Erfelijke vormen van darmkanker zijn bijvoorbeeld:

  • Het Lynch-syndroom. Mensen met het Lynch-syndroom hebben niet alleen een grote kans op het krijgen van darmkanker, ook de kans op baarmoederkanker en sommige andere vormen van kanker is hoger.
  • Familiaire Adenomateuze Polyposis (FAP). Bij FAP zitten er honderden tot duizenden poliepen in de dikke darm. Een poliep is een woekering van het slijmvlies aan de binnenkant van de dikke darm. Zonder behandeling krijgt bijna iedereen met FAP dikke darmkanker.

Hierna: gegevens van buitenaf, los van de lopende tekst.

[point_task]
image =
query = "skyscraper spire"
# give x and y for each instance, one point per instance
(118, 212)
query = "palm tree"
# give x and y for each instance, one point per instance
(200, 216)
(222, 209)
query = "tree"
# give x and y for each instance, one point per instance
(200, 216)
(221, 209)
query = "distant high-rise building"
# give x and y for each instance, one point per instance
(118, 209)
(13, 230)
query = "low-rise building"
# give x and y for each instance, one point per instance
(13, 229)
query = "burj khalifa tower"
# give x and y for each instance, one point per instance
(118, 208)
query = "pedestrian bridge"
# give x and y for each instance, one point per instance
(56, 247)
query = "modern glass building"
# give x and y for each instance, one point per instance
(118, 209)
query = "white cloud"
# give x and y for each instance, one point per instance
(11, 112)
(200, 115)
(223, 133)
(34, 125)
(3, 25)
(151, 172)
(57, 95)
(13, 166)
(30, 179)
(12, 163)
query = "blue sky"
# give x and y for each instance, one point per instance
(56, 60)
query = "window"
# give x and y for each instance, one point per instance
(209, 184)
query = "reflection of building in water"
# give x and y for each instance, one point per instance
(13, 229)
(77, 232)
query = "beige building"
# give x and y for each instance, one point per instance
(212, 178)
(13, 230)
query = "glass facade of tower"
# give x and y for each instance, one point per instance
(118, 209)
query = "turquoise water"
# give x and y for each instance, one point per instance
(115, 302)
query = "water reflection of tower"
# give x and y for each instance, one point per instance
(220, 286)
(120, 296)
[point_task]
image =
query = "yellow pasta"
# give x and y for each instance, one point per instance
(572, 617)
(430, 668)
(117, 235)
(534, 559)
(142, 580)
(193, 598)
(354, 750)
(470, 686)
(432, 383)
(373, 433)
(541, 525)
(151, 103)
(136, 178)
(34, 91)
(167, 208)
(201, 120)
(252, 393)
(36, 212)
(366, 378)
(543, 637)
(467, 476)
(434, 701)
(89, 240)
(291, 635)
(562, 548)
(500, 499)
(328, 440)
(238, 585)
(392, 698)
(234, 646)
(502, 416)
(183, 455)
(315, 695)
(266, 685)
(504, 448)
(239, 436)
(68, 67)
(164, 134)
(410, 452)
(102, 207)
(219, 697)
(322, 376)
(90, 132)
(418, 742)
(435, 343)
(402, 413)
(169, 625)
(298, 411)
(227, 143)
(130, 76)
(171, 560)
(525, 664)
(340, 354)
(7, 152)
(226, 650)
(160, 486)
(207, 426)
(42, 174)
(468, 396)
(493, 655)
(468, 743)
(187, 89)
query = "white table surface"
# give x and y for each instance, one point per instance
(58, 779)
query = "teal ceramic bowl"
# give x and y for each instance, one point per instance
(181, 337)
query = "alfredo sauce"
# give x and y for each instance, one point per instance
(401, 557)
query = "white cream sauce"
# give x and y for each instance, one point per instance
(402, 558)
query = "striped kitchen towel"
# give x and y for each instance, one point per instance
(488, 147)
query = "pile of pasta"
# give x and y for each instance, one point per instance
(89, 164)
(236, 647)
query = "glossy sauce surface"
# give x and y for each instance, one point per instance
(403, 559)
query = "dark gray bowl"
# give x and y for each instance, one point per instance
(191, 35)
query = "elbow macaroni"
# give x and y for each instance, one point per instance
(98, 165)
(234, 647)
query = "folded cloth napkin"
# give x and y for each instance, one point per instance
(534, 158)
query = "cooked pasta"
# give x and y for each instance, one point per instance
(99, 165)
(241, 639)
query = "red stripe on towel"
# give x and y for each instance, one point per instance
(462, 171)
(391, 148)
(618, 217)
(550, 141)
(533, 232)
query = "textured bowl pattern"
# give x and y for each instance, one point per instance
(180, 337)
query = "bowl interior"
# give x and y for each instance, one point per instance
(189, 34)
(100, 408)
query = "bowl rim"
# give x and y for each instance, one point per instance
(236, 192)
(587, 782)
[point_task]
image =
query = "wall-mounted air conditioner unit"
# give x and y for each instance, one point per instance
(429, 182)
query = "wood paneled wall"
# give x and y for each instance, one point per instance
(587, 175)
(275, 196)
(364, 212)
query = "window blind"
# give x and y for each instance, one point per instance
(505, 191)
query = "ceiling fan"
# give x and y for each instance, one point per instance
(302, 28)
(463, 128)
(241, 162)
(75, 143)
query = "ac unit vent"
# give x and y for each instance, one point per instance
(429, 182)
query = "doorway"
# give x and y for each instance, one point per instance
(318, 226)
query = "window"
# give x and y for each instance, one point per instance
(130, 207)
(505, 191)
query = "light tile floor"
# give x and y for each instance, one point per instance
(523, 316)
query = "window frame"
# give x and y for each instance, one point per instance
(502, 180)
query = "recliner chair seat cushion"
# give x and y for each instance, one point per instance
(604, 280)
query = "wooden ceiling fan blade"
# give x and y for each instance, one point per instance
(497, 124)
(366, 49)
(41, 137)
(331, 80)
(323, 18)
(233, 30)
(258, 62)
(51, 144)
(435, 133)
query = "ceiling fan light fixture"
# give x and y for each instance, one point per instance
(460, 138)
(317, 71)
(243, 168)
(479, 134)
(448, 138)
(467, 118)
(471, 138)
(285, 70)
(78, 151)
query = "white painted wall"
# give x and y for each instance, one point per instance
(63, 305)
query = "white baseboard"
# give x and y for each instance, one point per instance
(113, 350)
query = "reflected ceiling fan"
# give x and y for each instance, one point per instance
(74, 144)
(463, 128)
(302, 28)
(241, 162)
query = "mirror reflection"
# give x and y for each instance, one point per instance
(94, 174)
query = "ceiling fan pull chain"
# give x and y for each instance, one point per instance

In sommige families komt darmkanker opvallend vaak voor, zonder dat er een erfelijke oorzaak te vinden is. Dat heet familiaire dikke darmkanker. Het kan zijn dat deze erfelijke vormen nog niet ontdekt zijn.

Behandeling

Bij de behandeling van dikke darmkanker werken diverse zorgverleners samen om jou de beste zorg te bieden.

Meestal wordt darmkanker behandeld met:

  • operatie
  • chemotherapie
  • bestraling
  • medicijnen

De soort behandeling van darmkanker is erg afhankelijk van de uitgebreidheid van de tumor en de plaats van de tumor in de dikke darm. Lees meer over de behandeling van darmkanker.

De mededeling dat je darmkanker hebt, is een grote klap. Het is daarom belangrijk goed geïnformeerd te worden zodat je meer grip op de situatie kunt krijgen. De specialisten bespreken daarom altijd nauwkeurig de mogelijkheden voor behandeling met jou en geven daarin keuzemogelijkheden.